Step 1: Concept Overview:
The problem requires finding the expected value, \(E(X)\), of a discrete random variable \(X\), given its probability mass function (PMF) which includes a constant \(C\). The solution involves directly applying the definition of expected value. Solving for \(C\) is unnecessary as the answer choices are in terms of \(C\).
Step 2: Core Formula:
The expected value for a discrete random variable is:
\[ E(X) = \sum_{x} x . P(X=x) \]
Here, \( P(X=x) = f(x) = \frac{C\theta^x}{x} \).

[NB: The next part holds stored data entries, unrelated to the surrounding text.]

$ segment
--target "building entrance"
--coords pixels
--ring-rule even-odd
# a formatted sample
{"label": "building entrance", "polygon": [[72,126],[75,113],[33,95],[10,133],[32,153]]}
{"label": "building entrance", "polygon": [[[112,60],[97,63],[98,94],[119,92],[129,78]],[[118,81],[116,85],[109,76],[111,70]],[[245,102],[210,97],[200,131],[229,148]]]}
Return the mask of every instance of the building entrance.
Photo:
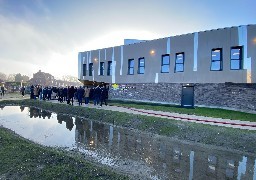
{"label": "building entrance", "polygon": [[194,86],[182,86],[181,106],[194,107]]}

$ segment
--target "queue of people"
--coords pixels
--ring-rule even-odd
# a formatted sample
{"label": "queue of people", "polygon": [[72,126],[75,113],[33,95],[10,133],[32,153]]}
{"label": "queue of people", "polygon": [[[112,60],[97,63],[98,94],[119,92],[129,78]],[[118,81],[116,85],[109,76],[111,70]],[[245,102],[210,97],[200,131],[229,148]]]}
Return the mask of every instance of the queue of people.
{"label": "queue of people", "polygon": [[[22,93],[23,95],[23,93]],[[78,101],[78,105],[83,103],[88,106],[90,100],[94,106],[102,106],[103,103],[107,106],[108,88],[103,85],[94,87],[42,87],[32,85],[30,87],[30,99],[52,100],[57,99],[60,103],[66,102],[73,105],[74,101]]]}

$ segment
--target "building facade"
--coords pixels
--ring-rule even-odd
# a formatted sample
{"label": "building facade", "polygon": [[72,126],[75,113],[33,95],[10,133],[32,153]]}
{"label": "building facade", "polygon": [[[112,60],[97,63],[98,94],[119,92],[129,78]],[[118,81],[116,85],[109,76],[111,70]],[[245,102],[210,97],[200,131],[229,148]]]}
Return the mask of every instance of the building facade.
{"label": "building facade", "polygon": [[78,79],[108,83],[111,99],[256,111],[256,25],[80,52]]}

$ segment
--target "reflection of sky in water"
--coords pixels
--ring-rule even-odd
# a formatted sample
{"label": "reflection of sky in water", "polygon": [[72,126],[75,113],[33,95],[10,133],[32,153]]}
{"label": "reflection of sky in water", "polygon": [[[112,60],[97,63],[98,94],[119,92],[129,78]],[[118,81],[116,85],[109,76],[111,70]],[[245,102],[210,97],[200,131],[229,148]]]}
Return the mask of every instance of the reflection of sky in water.
{"label": "reflection of sky in water", "polygon": [[69,131],[65,122],[59,124],[57,115],[51,118],[29,118],[28,108],[20,112],[20,107],[4,107],[1,110],[0,124],[12,129],[23,137],[47,146],[72,146],[75,143],[74,128]]}
{"label": "reflection of sky in water", "polygon": [[256,180],[255,156],[188,145],[36,108],[4,107],[0,125],[43,145],[76,148],[101,164],[147,172],[148,179]]}

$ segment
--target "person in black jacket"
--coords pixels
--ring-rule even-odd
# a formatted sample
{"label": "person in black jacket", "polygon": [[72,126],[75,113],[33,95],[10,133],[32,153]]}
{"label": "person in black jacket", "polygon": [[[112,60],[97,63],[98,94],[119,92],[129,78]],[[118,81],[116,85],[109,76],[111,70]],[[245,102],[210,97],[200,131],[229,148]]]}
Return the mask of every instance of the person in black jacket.
{"label": "person in black jacket", "polygon": [[75,88],[74,88],[74,86],[71,86],[68,89],[68,99],[71,102],[71,105],[73,105],[73,103],[74,103],[74,94],[75,94]]}
{"label": "person in black jacket", "polygon": [[82,86],[80,86],[77,89],[77,99],[78,99],[79,106],[82,105],[82,103],[83,103],[83,97],[84,97],[84,88],[82,88]]}
{"label": "person in black jacket", "polygon": [[94,96],[94,106],[96,105],[99,105],[100,103],[100,95],[101,95],[101,88],[100,86],[96,86],[96,88],[94,89],[94,92],[93,92],[93,96]]}
{"label": "person in black jacket", "polygon": [[102,103],[104,102],[105,105],[107,106],[107,99],[108,99],[108,89],[106,86],[101,88],[101,95],[100,95],[100,106],[102,106]]}

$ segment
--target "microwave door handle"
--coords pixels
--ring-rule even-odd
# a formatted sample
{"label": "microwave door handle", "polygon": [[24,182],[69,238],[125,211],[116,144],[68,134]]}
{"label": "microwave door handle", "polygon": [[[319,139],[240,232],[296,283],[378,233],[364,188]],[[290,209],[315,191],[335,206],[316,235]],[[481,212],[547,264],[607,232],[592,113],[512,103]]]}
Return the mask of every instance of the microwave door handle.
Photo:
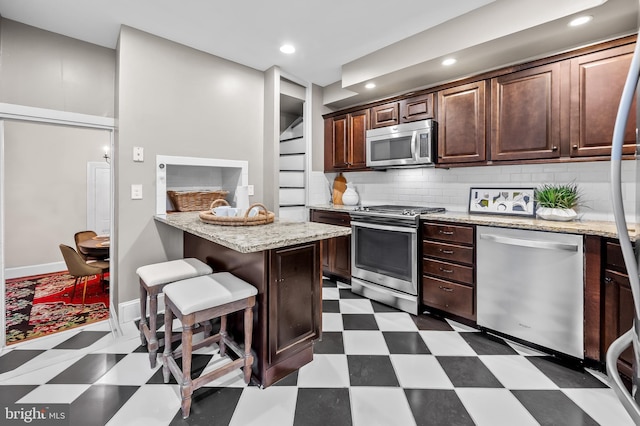
{"label": "microwave door handle", "polygon": [[415,159],[416,161],[418,160],[418,149],[417,149],[417,145],[418,145],[418,131],[414,130],[413,134],[411,135],[411,158]]}

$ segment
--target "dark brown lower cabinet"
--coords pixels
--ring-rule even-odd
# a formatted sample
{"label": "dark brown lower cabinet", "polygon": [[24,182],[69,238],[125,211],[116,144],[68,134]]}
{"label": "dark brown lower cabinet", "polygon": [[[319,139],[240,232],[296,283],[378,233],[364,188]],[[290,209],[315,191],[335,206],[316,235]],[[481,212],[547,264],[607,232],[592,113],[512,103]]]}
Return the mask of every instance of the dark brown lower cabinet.
{"label": "dark brown lower cabinet", "polygon": [[[320,243],[239,253],[184,233],[184,256],[228,271],[258,289],[253,309],[253,379],[267,387],[313,360],[322,330]],[[242,316],[229,332],[242,336]]]}
{"label": "dark brown lower cabinet", "polygon": [[[349,213],[311,210],[311,221],[337,226],[351,226]],[[351,282],[351,236],[329,238],[320,242],[322,272],[325,276]]]}

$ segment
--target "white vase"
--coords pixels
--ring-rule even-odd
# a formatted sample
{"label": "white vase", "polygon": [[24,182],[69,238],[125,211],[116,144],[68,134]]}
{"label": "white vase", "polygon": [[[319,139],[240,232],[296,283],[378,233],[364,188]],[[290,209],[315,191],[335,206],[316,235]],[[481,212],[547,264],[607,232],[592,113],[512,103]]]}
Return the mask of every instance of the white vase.
{"label": "white vase", "polygon": [[347,183],[347,189],[344,191],[344,194],[342,194],[342,204],[344,204],[345,206],[355,206],[356,204],[358,204],[359,200],[360,197],[358,196],[356,190],[353,188],[353,186],[351,186],[350,183]]}
{"label": "white vase", "polygon": [[569,222],[575,220],[578,214],[573,209],[554,209],[551,207],[538,207],[536,216],[545,220],[555,220],[559,222]]}

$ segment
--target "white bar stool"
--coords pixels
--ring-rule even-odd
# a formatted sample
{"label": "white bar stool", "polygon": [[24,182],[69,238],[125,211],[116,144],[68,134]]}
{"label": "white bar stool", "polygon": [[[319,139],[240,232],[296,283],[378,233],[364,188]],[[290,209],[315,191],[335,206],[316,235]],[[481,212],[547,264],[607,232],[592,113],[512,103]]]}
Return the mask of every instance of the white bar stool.
{"label": "white bar stool", "polygon": [[[244,370],[245,383],[249,383],[253,364],[252,309],[256,304],[258,290],[229,272],[218,272],[169,284],[163,292],[166,306],[165,340],[171,340],[171,324],[175,316],[182,323],[182,348],[172,351],[170,344],[164,346],[162,374],[165,383],[169,382],[172,374],[180,384],[182,417],[186,419],[191,410],[191,395],[196,389],[240,367]],[[244,351],[227,335],[226,329],[227,315],[241,310],[244,310]],[[220,318],[220,331],[213,336],[207,336],[205,333],[204,340],[194,345],[193,326],[215,318]],[[192,379],[192,352],[216,342],[220,347],[220,356],[225,356],[226,349],[229,348],[238,358]],[[179,357],[182,357],[182,370],[176,363],[176,358]]]}
{"label": "white bar stool", "polygon": [[[167,340],[158,340],[158,294],[165,285],[186,278],[208,275],[213,269],[206,263],[186,258],[153,263],[141,266],[136,270],[140,278],[140,341],[147,346],[151,368],[156,366],[158,348]],[[147,325],[147,296],[149,297],[149,324]],[[169,346],[171,346],[169,344]]]}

Step 3: Step-by-Step Solution:
Apply the expected value formula to the given PMF, summing over all possible \(x\) values, from \(x=1\) to infinity.
\[ E(X) = \sum_{x=1}^{\infty} x . f(x) \]
\[ E(X) = \sum_{x=1}^{\infty} x . \left(\frac{C\theta^x}{x}\right) \]
Simplify by canceling \(x\):
\[ E(X) = \sum_{x=1}^{\infty} C\theta^x \]
Factor out the constant \(C\):
\[ E(X) = C \sum_{x=1}^{\infty} \theta^x \]
The summation is a geometric series with initial term \(a = \theta\) and ratio \(r = \theta\). Given \(0<\theta<1\), the series converges. The sum is given by \( S = \frac{a}{1-r} \).
\[ \sum_{x=1}^{\infty} \theta^x = \frac{\theta}{1-\theta} \]
Substitute this back into the \(E(X)\) equation:
\[ E(X) = C \left(\frac{\theta}{1-\theta}\right) = \frac{C\theta}{1-\theta} \]
Step 4: Solution:
The expected value \(E(X)\) is \( \frac{C\theta}{1-\theta} \).